It’s growing and fast. Solar system prices dropped by 20% in 2013 and will likely fall between 3 and 12 percent this year depending on the location. This is exciting information for anyone who wants a break from the increasingly high cost of power. The dropping cost of solar means affordability for the consumer and a decrease in harmful environmental emissions.

Photovoltaic (PV) Pricing Trends: Historical, Recent, and Near-Term Projections (2014 edition) reported that:
– Modeled utility-scale PV system prices fell below $2 a watt in 2013, and have continued to decline in 2014, to roughly $1.80 a watt, which is 59 percent below what modeled pricing showed in 2010;
– There is a difference of roughly $2 a watt between the median reported price of the lowest- and highest-priced states for residential and commercial systems (less than 10 kW in size); a similar price range also exists within individual states; and
– There is a wide-range in analysts’ PV pricing estimates, however a number of analysts are now projecting long-term pricing in line with the targets set by the SunShot Initiative for 2020. At these pricing levels, PV is expected to reach widespread grid parity in the US without federal or state subsidies.

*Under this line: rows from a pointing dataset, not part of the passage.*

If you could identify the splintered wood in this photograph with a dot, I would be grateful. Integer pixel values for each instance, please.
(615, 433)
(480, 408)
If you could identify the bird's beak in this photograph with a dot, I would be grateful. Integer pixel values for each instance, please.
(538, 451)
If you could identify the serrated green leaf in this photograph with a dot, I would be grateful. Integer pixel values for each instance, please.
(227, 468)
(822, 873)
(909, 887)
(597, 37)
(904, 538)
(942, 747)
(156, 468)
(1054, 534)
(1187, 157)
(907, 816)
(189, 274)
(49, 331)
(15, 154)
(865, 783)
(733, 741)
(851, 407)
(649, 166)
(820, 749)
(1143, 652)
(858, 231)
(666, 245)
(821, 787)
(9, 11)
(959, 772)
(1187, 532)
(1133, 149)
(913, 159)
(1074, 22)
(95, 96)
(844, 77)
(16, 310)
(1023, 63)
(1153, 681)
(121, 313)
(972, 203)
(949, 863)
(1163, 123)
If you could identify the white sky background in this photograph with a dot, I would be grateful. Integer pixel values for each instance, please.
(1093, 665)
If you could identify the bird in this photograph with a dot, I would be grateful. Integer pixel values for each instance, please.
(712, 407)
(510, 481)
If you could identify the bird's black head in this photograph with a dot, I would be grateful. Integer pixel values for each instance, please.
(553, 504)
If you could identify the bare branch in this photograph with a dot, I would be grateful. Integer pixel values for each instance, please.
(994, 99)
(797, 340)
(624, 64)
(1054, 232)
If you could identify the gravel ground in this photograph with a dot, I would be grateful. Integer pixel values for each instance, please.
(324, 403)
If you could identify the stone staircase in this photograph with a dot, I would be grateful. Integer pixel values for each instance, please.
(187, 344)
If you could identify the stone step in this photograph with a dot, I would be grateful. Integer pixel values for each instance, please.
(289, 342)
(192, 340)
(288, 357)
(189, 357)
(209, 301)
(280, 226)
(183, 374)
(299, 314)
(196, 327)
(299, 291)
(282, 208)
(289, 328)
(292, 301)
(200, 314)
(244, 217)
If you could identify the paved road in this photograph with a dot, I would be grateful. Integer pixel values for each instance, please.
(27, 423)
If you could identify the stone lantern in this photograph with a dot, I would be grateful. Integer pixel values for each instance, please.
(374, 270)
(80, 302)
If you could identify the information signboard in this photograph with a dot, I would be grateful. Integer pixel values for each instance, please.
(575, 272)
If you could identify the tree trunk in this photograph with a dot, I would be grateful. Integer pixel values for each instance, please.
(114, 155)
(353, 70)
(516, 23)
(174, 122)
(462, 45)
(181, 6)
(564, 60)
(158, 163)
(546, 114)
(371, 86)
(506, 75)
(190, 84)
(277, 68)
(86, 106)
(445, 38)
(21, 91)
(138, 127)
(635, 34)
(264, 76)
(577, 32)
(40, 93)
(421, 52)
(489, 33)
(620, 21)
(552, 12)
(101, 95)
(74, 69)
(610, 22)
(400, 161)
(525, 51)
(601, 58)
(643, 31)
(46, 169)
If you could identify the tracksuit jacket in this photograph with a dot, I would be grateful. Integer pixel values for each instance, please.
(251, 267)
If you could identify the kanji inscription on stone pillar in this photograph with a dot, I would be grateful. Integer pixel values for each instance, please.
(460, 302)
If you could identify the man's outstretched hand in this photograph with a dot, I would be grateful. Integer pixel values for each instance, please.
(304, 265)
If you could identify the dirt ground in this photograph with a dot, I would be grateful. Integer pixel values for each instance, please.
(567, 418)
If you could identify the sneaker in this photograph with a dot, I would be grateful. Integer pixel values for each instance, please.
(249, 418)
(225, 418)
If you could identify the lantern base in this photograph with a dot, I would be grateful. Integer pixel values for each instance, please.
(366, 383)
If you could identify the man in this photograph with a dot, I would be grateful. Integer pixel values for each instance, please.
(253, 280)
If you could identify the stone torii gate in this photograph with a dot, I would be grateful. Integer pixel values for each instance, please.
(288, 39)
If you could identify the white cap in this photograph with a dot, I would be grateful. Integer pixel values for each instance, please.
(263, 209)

“There is still considerable uncertainty as to how low PV system prices will drop in the next five to 10 years,” Feldman said. “However, there appears to be an emerging consensus that the SunShot’s price reduction targets are within reach and more and more likely to be realized. We see this reflected in the fact that many of the current projections are far lower than projections made in the recent past by the same sources.”